For specifically degenerate Raman sideband cooling, we can consider a two level atom, the ground state of which has a quantum number of $F = 1$, such that it is three-fold degenerate with $m = -1$, $0$ or $1$. A magnetic field is added, which lifts the degeneracy in $m$ due to the Zeeman effect. Its value is exactly tuned such that the Zeeman splitting between $m = -1$ and $m = 0$ and between $m = 0$ and $m = 1$ is equal to the spacing of two levels in the harmonic potential created by the lattice.

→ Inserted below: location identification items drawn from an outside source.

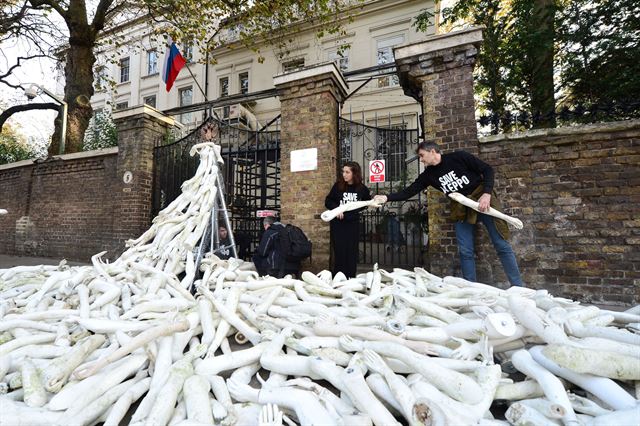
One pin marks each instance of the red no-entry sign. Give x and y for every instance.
(376, 171)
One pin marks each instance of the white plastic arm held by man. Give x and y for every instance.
(328, 215)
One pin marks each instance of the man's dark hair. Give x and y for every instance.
(428, 146)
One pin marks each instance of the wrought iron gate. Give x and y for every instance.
(251, 173)
(395, 235)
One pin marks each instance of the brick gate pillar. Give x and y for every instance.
(309, 105)
(438, 72)
(139, 129)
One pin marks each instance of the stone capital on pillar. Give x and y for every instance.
(433, 55)
(312, 79)
(309, 105)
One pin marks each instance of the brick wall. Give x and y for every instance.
(309, 107)
(577, 190)
(59, 208)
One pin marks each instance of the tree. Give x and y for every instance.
(600, 56)
(196, 21)
(578, 54)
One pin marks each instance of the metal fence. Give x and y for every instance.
(395, 235)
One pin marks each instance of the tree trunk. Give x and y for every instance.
(78, 90)
(542, 94)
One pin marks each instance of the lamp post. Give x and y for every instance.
(32, 92)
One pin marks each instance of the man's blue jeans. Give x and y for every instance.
(466, 249)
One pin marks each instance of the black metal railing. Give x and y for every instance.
(396, 234)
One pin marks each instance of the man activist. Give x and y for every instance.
(466, 174)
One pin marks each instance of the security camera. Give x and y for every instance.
(31, 92)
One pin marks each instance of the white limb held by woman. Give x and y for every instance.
(328, 215)
(465, 201)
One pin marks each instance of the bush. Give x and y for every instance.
(101, 132)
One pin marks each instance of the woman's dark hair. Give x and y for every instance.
(357, 175)
(428, 146)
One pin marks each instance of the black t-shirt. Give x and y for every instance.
(458, 171)
(337, 198)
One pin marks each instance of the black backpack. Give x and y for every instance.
(294, 244)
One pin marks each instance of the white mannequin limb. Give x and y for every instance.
(330, 214)
(465, 201)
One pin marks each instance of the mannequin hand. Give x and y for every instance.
(484, 202)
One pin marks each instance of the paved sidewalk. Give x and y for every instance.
(7, 261)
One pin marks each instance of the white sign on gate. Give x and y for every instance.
(376, 171)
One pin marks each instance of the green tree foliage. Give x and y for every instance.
(202, 23)
(600, 55)
(101, 133)
(13, 147)
(539, 53)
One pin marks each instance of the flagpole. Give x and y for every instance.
(197, 84)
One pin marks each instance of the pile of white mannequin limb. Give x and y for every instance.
(329, 215)
(101, 343)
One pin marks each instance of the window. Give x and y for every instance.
(101, 80)
(243, 80)
(340, 58)
(149, 100)
(385, 56)
(224, 87)
(152, 62)
(293, 65)
(187, 51)
(186, 98)
(124, 70)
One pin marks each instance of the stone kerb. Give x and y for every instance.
(138, 130)
(309, 106)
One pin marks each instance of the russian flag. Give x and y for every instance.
(173, 63)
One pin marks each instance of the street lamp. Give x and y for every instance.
(32, 92)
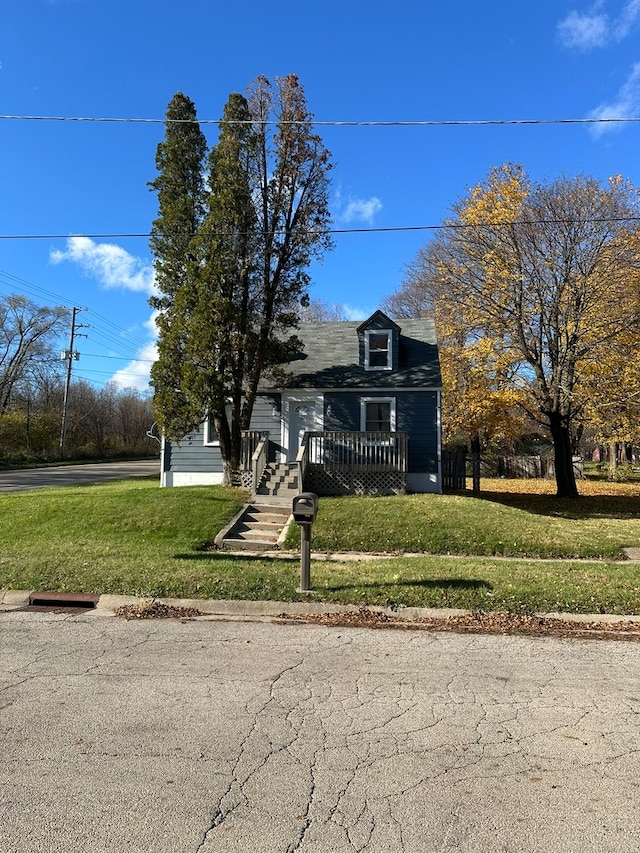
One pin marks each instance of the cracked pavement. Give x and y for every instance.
(202, 736)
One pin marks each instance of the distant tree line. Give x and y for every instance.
(101, 422)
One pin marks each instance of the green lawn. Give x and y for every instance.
(133, 538)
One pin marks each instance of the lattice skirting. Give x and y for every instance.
(243, 479)
(355, 483)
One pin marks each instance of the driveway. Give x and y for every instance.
(203, 736)
(20, 479)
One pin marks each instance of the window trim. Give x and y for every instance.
(363, 412)
(389, 350)
(208, 431)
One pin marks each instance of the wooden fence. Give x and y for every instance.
(454, 469)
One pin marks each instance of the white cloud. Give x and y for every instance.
(584, 31)
(597, 29)
(626, 104)
(352, 313)
(629, 15)
(114, 267)
(111, 265)
(136, 373)
(350, 210)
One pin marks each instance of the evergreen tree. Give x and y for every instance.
(243, 274)
(181, 208)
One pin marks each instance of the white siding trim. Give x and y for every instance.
(186, 478)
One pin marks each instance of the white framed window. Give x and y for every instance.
(210, 435)
(378, 353)
(378, 414)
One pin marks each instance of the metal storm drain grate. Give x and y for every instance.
(77, 602)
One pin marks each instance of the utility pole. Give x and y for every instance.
(68, 355)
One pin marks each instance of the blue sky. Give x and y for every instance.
(359, 61)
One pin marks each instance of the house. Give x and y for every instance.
(358, 413)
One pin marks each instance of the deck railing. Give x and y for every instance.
(357, 452)
(258, 458)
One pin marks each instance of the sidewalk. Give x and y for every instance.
(239, 610)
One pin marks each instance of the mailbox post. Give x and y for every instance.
(304, 511)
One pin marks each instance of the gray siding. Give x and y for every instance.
(266, 417)
(191, 456)
(416, 414)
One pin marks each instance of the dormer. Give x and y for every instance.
(379, 339)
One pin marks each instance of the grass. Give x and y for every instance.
(133, 538)
(500, 522)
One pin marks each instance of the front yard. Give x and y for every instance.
(134, 538)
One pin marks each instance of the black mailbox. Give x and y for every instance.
(305, 508)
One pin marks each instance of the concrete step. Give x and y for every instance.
(256, 526)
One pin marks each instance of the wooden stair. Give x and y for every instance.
(279, 483)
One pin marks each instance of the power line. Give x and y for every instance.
(390, 229)
(320, 123)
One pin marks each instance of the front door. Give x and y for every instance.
(304, 416)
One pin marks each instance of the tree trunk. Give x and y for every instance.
(563, 457)
(223, 432)
(613, 462)
(475, 463)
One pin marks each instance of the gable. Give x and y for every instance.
(333, 356)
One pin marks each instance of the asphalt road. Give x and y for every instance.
(207, 736)
(20, 479)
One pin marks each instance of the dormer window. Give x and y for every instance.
(378, 349)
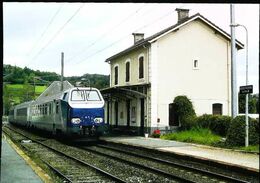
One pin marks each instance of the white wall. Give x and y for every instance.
(175, 74)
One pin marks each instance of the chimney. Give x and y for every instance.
(138, 37)
(182, 14)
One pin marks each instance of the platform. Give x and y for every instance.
(16, 167)
(225, 156)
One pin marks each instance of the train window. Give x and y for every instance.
(77, 95)
(45, 109)
(65, 97)
(92, 95)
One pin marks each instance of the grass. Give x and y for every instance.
(40, 89)
(205, 137)
(195, 135)
(251, 148)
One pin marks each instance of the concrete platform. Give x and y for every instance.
(225, 156)
(17, 167)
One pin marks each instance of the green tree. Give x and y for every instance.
(252, 103)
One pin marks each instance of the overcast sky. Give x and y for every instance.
(35, 34)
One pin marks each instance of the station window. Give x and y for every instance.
(195, 64)
(141, 67)
(57, 107)
(217, 109)
(127, 71)
(116, 75)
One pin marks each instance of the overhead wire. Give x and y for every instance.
(104, 34)
(56, 34)
(43, 33)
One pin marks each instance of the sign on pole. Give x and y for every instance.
(246, 89)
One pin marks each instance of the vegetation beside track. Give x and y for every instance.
(206, 137)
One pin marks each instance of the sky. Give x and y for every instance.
(35, 34)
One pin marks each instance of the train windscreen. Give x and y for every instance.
(85, 95)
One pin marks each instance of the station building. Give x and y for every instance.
(192, 58)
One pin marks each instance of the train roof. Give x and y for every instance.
(24, 104)
(54, 91)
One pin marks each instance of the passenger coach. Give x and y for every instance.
(73, 111)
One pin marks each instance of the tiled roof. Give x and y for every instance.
(180, 23)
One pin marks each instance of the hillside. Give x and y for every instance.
(17, 75)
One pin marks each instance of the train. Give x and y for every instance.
(63, 109)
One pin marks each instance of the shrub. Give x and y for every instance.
(194, 135)
(156, 133)
(236, 132)
(189, 122)
(217, 124)
(184, 111)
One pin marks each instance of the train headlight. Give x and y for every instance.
(98, 120)
(75, 120)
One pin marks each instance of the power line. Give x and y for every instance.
(43, 33)
(56, 34)
(103, 35)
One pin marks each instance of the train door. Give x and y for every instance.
(128, 112)
(64, 114)
(116, 113)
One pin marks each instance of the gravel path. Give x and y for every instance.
(248, 160)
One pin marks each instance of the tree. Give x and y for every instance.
(252, 103)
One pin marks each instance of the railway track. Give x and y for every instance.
(69, 168)
(128, 164)
(161, 166)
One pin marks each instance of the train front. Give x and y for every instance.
(86, 112)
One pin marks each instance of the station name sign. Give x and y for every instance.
(246, 89)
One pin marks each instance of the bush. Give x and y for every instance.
(184, 111)
(217, 124)
(236, 132)
(194, 135)
(156, 133)
(189, 122)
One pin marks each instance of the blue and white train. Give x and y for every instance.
(74, 110)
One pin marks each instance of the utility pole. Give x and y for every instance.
(233, 63)
(62, 66)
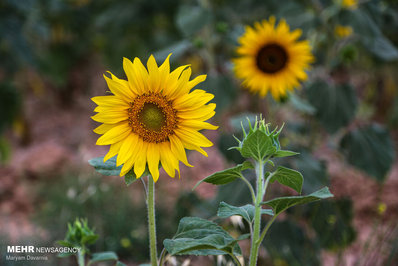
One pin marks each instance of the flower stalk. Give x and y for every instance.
(151, 221)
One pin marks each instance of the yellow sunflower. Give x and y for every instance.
(152, 117)
(271, 58)
(350, 4)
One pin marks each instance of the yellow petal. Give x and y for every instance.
(111, 117)
(198, 125)
(167, 159)
(177, 148)
(113, 150)
(109, 100)
(140, 163)
(154, 75)
(128, 146)
(193, 137)
(103, 128)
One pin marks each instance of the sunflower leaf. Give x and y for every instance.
(197, 236)
(285, 153)
(247, 211)
(103, 256)
(281, 204)
(107, 168)
(226, 176)
(288, 177)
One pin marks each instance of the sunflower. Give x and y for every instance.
(152, 117)
(342, 31)
(271, 58)
(350, 4)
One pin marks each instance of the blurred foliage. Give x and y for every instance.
(352, 85)
(121, 229)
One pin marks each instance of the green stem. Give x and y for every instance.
(80, 258)
(249, 186)
(268, 225)
(257, 214)
(235, 259)
(151, 221)
(162, 256)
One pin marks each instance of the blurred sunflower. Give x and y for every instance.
(272, 59)
(152, 117)
(350, 4)
(343, 31)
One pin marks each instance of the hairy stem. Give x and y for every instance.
(80, 257)
(257, 215)
(151, 221)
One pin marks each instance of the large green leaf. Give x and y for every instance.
(335, 106)
(288, 177)
(106, 168)
(103, 256)
(226, 176)
(314, 171)
(283, 203)
(196, 236)
(257, 145)
(370, 149)
(247, 211)
(285, 153)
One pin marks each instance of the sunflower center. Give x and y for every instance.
(271, 58)
(152, 117)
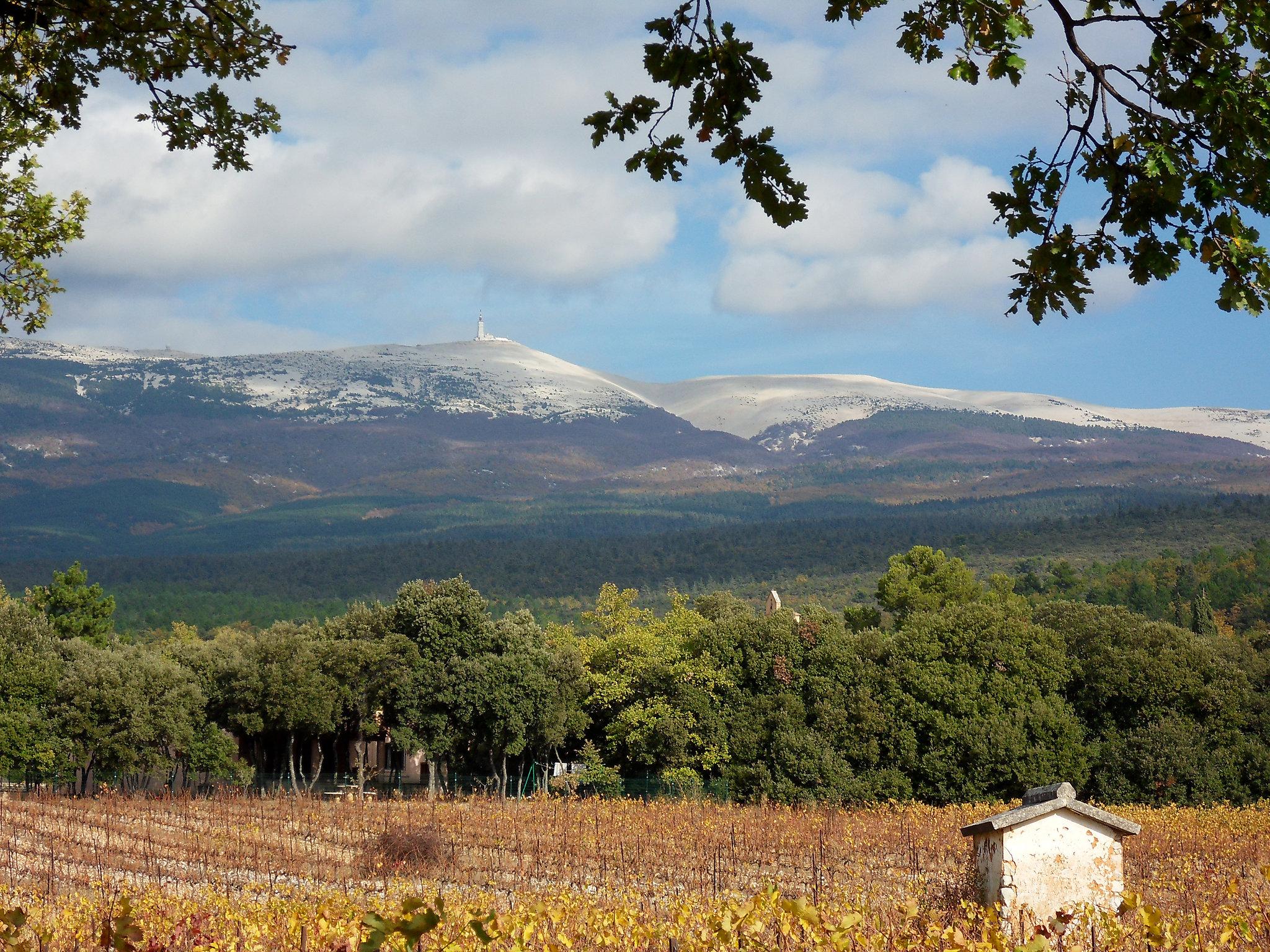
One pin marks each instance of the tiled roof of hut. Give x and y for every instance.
(1041, 801)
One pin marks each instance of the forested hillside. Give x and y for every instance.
(556, 563)
(940, 685)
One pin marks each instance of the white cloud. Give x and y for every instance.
(441, 144)
(150, 320)
(873, 243)
(395, 155)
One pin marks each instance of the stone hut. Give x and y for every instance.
(1050, 853)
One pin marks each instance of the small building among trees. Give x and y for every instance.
(1050, 853)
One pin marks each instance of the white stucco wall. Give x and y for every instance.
(1053, 862)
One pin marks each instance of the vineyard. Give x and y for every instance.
(293, 874)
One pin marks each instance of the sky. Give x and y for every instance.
(433, 164)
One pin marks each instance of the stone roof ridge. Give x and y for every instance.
(1041, 801)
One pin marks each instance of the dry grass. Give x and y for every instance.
(667, 870)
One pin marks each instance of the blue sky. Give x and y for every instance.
(433, 164)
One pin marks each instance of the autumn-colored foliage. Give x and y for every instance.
(248, 875)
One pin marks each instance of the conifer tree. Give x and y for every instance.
(1203, 619)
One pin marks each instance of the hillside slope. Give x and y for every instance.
(771, 407)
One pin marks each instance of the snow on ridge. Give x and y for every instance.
(751, 405)
(504, 377)
(489, 377)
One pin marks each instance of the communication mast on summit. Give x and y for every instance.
(481, 329)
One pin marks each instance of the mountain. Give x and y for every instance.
(768, 408)
(166, 451)
(500, 377)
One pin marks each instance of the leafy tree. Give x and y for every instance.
(298, 697)
(973, 706)
(51, 55)
(655, 697)
(126, 710)
(1173, 716)
(923, 579)
(448, 625)
(371, 667)
(30, 672)
(75, 609)
(1203, 619)
(1176, 141)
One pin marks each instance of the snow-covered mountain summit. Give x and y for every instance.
(495, 377)
(489, 376)
(809, 404)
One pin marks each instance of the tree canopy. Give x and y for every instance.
(1178, 140)
(54, 54)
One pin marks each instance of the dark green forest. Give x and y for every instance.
(935, 683)
(554, 565)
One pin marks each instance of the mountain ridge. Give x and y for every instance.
(500, 377)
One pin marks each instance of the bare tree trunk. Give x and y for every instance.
(316, 769)
(291, 760)
(360, 747)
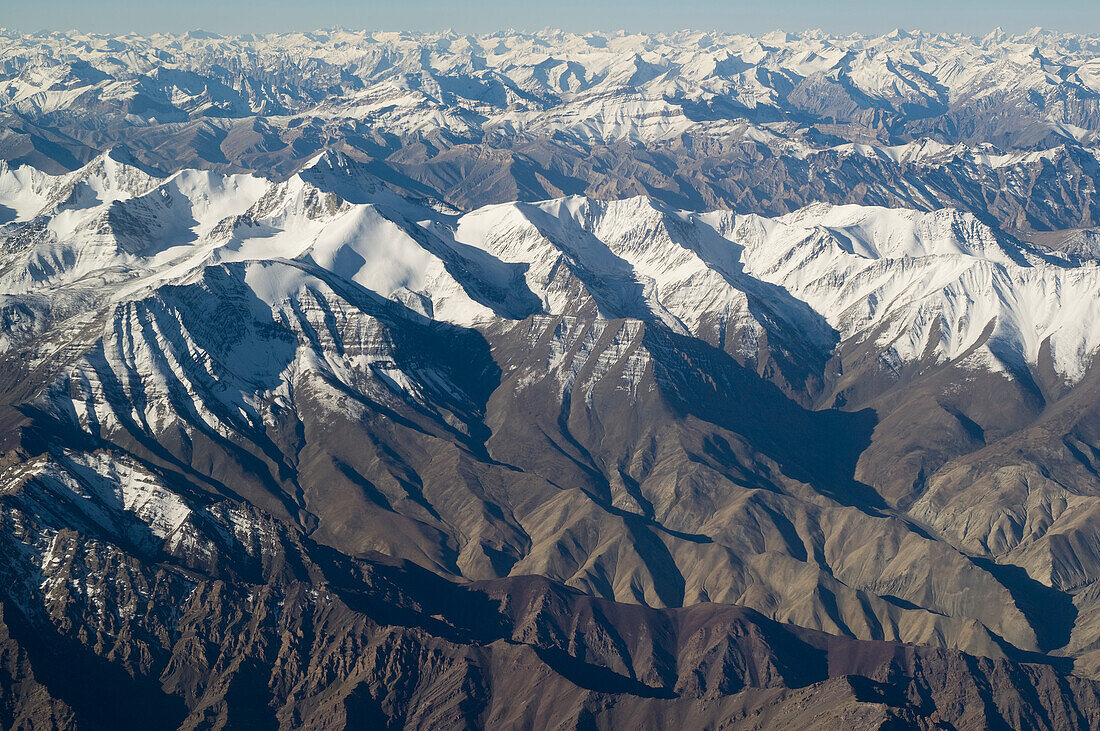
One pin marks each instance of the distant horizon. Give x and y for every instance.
(866, 18)
(531, 31)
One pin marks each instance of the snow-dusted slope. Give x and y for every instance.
(594, 86)
(919, 286)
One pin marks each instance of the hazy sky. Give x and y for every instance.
(756, 17)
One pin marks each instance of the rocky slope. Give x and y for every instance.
(307, 452)
(1002, 126)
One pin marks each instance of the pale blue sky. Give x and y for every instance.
(971, 17)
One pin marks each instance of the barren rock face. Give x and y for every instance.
(673, 381)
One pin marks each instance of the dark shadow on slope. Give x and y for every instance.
(101, 693)
(1052, 613)
(817, 447)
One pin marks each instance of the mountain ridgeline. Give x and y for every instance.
(684, 380)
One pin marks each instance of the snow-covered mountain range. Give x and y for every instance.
(382, 378)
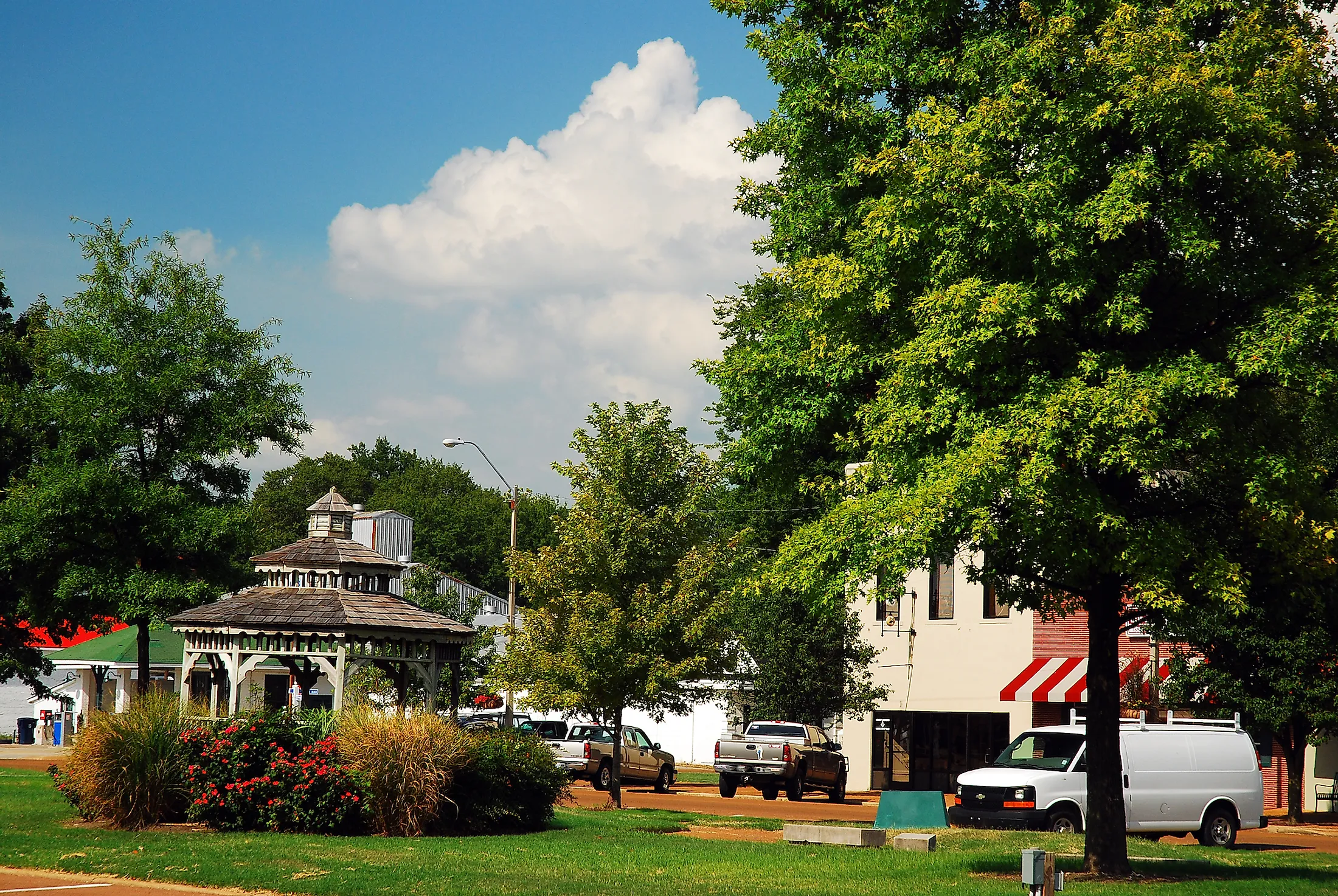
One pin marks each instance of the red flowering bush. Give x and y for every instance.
(249, 775)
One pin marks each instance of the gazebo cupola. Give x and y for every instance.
(325, 608)
(331, 516)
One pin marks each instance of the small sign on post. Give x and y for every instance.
(1039, 873)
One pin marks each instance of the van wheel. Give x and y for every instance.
(1066, 821)
(728, 785)
(1219, 828)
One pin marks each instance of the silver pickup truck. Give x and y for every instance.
(588, 753)
(774, 756)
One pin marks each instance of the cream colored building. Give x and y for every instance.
(945, 651)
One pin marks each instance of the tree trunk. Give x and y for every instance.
(1293, 740)
(142, 644)
(616, 784)
(1107, 850)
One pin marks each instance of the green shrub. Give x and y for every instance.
(130, 768)
(406, 765)
(509, 783)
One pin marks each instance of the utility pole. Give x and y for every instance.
(509, 720)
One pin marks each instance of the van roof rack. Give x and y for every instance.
(1142, 721)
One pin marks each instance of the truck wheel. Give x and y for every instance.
(1219, 828)
(728, 785)
(838, 793)
(1064, 821)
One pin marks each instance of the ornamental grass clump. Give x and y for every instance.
(407, 766)
(130, 768)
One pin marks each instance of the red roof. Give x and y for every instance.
(41, 638)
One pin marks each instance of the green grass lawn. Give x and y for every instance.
(623, 853)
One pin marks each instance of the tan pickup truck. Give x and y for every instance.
(588, 753)
(774, 756)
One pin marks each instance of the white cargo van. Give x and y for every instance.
(1186, 776)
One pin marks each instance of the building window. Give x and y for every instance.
(887, 608)
(941, 590)
(993, 609)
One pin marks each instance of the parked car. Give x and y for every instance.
(545, 728)
(588, 753)
(1186, 776)
(491, 718)
(774, 756)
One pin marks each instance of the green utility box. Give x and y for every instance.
(900, 810)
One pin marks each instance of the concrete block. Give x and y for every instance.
(915, 841)
(834, 835)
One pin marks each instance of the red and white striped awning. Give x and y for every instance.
(1062, 679)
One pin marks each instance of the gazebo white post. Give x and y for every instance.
(340, 675)
(235, 678)
(188, 664)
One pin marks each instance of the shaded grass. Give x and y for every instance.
(597, 852)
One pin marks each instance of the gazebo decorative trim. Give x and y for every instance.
(312, 625)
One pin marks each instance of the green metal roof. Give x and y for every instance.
(121, 648)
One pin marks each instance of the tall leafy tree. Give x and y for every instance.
(459, 526)
(632, 605)
(151, 394)
(21, 436)
(806, 659)
(1048, 266)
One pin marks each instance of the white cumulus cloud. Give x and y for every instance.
(576, 269)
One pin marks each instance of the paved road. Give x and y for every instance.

By means of Raman processes, an atom can be transferred to a state where the magnetic moment has decreased by one and the vibrational state has also decreased by one (red arrows on the above image). After that, the atoms which are in the lowest vibrational state of the lattice potential (but with $m\neq 1$) are optically pumped to the $m = 1$ state (role of the $\sigma_+$ and $\pi$ light beams). Since the temperature of the atoms is low enough with respect to the pumping beam frequencies, the atom is very likely not to change its vibrational state during the pumping process. Thus it ends up in a lower vibrational state, which is how it is cooled. In order to reach this efficient transfer to the lower vibrational state at each step, the parameters of the laser, i.e. power and timing, should be carefully tuned. In general, these parameters are different for different vibrational states because the strength of the coupling (Rabi frequency) depends on the vibrational level. Additional complication to this naive picture arises from the recoil of photons, which drive this transition. The last complication can be generally avoided by performing cooling in the previously mentioned Lamb-Dicke regime, where the atom is trapped so strongly in the optical lattice that it effectively does not change its momentum due to the photon recoils. The situation is similar to the Mössbauer effect.

This cooling scheme allows one to obtain a rather high density of atoms at a low temperature using only optical techniques. For instance, the Bose–Einstein condensation of caesium was achieved for the first time in an experiment that used Raman sideband cooling as its first step. Recent experiments have shown it is even sufficient to attain Bose–Einstein condensation directly.